QUESTION: Well, does this mean that you’ve gotten to the point now where this is going to expire on Sunday, or whenever it is exactly within the next couple days, that you’re now putting forward your own ideas?

MR. CROWLEY: We are exchanging ideas. The parties are themselves talking to each other. So are we a full participant in this? We are. Are we offering our ideas? We are. But again, just to stress –

QUESTION: Okay. But I mean, it’s gotten to – you are?

MR. CROWLEY: Yes, yes.

QUESTION: So you’ve gotten to the point now where – before, like a week ago, you said, “No, no, no, no, this is up to them.” And now, it’s gotten to the point where things are going to collapse and you’re trying to prevent the collapse, so you’re actually suggesting things?

MR. CROWLEY: Well, just to stress the obvious, these will be decisions that are made by the Palestinians and the Israelis about the process and the decisions that they’ll make about – specific decisions and their implications. As we have stressed, we want to see them in the process. We want to see this continue. They have – both have responsibilities to do whatever they can to create the right environment for an ultimate solution. We’re reminding them of their responsibilities.

But to the extent that – in this back-and-forth, yes, we are offering some thoughts in terms of how we think this can be resolved, but ultimately, these will be decisions made by them.

QUESTION: All right. I’ll just see you down here shortly after the call. Thanks.


OPERATOR: Thank you. We would now like – our next question will come from Michel Ghandour from Al Hurra TV. Your line is open.

QUESTION: Yeah. P.J., are the Israeli negotiators still in New York? I understood that they left?

MR. CROWLEY: Are you talking about our negotiators?

QUESTION: No, the Israeli negotiators.

MR. CROWLEY: I’ll defer to the Israeli Government as to specifically where – the prime minister obviously remains in Israel, but obviously, we have the ability to talk to whoever we need to talk to wherever they are.


MR. CROWLEY: But I believe that some members of the – I think we still have the ability to talk to both sides as we need to.

QUESTION: But have the negotiators, the both of them, Palestinians and Israeli, met in New York today or yesterday?

MR. CROWLEY: I can’t say about today, but this week, yes, they have had meetings together, yes.
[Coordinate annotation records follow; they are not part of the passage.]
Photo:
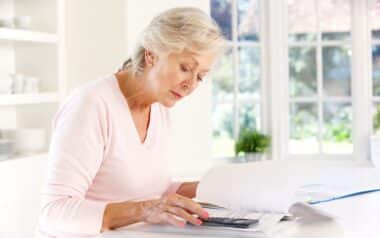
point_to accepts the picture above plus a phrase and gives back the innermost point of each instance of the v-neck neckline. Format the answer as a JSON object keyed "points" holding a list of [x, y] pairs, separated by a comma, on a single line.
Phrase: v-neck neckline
{"points": [[152, 119]]}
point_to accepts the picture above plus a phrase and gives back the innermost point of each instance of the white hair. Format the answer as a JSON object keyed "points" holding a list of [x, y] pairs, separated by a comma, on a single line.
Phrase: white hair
{"points": [[175, 30]]}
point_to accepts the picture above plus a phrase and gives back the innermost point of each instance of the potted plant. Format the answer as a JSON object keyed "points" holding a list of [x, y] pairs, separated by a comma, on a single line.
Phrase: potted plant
{"points": [[252, 144]]}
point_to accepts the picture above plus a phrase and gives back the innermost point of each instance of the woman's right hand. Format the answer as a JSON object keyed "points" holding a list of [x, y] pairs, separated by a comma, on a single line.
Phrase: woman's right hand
{"points": [[173, 209]]}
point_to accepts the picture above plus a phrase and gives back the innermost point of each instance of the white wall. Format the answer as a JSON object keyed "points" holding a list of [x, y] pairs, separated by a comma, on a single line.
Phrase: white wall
{"points": [[191, 141], [95, 45]]}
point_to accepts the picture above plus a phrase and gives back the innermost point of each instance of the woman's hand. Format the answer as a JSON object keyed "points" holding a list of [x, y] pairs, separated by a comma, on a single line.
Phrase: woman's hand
{"points": [[188, 189], [173, 209]]}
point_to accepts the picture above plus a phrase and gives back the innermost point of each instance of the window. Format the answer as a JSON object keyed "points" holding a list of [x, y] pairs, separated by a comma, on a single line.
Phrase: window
{"points": [[236, 78], [320, 110], [374, 20]]}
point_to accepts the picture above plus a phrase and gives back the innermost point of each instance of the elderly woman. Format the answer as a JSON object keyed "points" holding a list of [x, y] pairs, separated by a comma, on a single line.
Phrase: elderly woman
{"points": [[108, 152]]}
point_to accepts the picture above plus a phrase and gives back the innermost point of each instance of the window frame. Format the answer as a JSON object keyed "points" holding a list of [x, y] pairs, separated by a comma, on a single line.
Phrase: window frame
{"points": [[274, 84], [234, 44]]}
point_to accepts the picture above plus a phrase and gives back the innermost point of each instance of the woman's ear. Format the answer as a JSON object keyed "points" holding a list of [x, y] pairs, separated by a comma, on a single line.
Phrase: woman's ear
{"points": [[150, 58]]}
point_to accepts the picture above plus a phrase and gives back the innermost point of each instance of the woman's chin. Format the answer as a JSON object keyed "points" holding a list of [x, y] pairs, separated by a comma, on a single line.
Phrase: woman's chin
{"points": [[168, 103]]}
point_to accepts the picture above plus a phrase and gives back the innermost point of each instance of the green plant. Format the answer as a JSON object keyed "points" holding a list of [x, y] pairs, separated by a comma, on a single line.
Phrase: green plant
{"points": [[252, 141]]}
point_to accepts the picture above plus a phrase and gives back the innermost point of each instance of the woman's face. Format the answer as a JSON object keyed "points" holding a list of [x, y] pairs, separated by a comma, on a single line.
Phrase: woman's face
{"points": [[176, 75]]}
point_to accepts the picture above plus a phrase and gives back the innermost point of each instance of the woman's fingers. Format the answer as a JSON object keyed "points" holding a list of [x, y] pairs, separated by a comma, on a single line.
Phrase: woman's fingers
{"points": [[189, 205], [179, 212]]}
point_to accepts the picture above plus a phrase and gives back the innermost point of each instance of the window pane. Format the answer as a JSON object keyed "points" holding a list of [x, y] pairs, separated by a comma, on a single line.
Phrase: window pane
{"points": [[302, 20], [221, 11], [337, 131], [376, 70], [249, 116], [248, 20], [249, 72], [375, 18], [223, 78], [336, 71], [223, 126], [303, 128], [376, 118], [335, 19], [302, 71]]}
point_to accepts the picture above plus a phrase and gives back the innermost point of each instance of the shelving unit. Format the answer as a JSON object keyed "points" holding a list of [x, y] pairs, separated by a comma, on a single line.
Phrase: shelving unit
{"points": [[38, 52], [24, 99], [11, 34]]}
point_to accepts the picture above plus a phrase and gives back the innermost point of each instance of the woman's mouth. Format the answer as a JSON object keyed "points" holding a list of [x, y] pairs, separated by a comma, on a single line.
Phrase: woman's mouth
{"points": [[176, 95]]}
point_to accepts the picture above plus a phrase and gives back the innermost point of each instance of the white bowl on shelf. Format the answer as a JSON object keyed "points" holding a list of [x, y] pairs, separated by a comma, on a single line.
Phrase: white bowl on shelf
{"points": [[23, 22], [6, 149]]}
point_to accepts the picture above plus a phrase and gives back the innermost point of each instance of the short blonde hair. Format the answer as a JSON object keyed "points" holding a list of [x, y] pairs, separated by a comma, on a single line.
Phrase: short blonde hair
{"points": [[175, 30]]}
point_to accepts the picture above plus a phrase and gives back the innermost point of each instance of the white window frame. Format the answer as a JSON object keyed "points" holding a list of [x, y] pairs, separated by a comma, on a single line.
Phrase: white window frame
{"points": [[278, 77], [274, 83]]}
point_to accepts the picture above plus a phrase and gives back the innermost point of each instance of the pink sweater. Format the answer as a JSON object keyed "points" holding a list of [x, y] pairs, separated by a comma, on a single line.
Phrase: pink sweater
{"points": [[96, 157]]}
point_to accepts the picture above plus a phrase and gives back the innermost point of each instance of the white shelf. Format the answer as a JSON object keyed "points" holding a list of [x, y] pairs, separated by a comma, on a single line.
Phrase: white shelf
{"points": [[21, 99], [27, 35]]}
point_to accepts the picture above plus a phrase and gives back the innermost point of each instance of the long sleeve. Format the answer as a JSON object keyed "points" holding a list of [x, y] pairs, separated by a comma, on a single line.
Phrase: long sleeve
{"points": [[76, 152]]}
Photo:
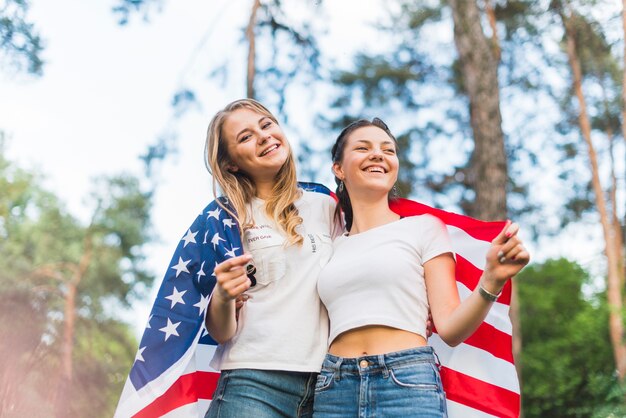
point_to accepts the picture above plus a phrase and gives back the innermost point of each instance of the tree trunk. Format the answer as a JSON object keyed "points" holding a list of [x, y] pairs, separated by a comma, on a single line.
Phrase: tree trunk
{"points": [[251, 50], [495, 41], [614, 293], [63, 396], [621, 231], [488, 164]]}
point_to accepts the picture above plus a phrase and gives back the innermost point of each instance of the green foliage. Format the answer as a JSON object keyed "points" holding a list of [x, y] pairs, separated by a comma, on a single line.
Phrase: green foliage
{"points": [[20, 44], [567, 362], [43, 251]]}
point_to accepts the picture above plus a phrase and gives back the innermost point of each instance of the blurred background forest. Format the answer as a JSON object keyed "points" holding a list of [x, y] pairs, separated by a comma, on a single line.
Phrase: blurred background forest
{"points": [[503, 109]]}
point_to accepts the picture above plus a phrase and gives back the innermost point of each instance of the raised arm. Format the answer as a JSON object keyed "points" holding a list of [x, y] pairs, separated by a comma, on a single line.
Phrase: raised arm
{"points": [[455, 321], [232, 281]]}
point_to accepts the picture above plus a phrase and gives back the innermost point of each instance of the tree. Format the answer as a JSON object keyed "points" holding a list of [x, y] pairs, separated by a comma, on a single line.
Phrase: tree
{"points": [[576, 28], [63, 281], [568, 370], [20, 43]]}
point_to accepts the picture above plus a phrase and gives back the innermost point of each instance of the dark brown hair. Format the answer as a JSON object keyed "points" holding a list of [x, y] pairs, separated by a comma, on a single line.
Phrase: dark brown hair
{"points": [[345, 205]]}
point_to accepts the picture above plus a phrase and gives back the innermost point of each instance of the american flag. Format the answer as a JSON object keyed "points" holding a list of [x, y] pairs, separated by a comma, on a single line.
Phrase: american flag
{"points": [[171, 375]]}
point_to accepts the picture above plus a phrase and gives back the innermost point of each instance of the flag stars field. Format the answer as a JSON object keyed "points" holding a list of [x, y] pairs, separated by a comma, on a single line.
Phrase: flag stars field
{"points": [[231, 253], [202, 304], [170, 329], [181, 266], [139, 355], [201, 272], [189, 237], [176, 297], [214, 214], [216, 240]]}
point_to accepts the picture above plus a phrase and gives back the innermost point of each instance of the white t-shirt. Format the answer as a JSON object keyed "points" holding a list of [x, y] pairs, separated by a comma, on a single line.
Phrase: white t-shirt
{"points": [[283, 326], [376, 277]]}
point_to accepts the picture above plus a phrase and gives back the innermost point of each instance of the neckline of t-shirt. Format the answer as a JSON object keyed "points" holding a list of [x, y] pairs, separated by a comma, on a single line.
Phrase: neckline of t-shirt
{"points": [[345, 234]]}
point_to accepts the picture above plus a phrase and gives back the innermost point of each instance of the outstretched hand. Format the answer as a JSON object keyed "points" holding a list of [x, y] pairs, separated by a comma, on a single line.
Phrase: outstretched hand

OPERATOR: Our next question comes from Andrew Quinn from Reuters. Your line is open.

QUESTION: Hi, P.J. Just to follow up on Matt’s question, these suggestions that you’re making, do they rise to the level of a bridging proposal or however Mitchell phrased it?



MR. CROWLEY: I wouldn’t – I mean, obviously, you have stated positions on both sides that are incompatible. And we are offering our ideas on how we might see movement on both sides that could allow the process to continue to move forward.

But I wouldn’t characterize them as bridging proposals. I just think that we’re demonstrating, as the sustained partner that we said we would be, that we’re committed to this process, we want to see the parties committed to this process. We know we have an immediate hurdle that confronts us. And we’re offering our suggestions as to how the parties can leap over this hurdle and continue moving forward.

QUESTION: Okay. Just so I’m clear on sort of the chronology here, were these ideas or suggestions from the U.S. side, have these been raised starting today, or is this something that’s been going since a few days ago?


QUESTION: When did the U.S. start to sort of actually suggest potential –

MR. CROWLEY: I would say we’ve been doing that intensively this week.


OPERATOR: I am showing no further questions.

MR. CROWLEY: Okay, very good. Have a good night and we’ll see you tomorrow.

OPERATOR: Thank you all for participating in today’s conference. You may disconnect your line and have a great day, or a great evening.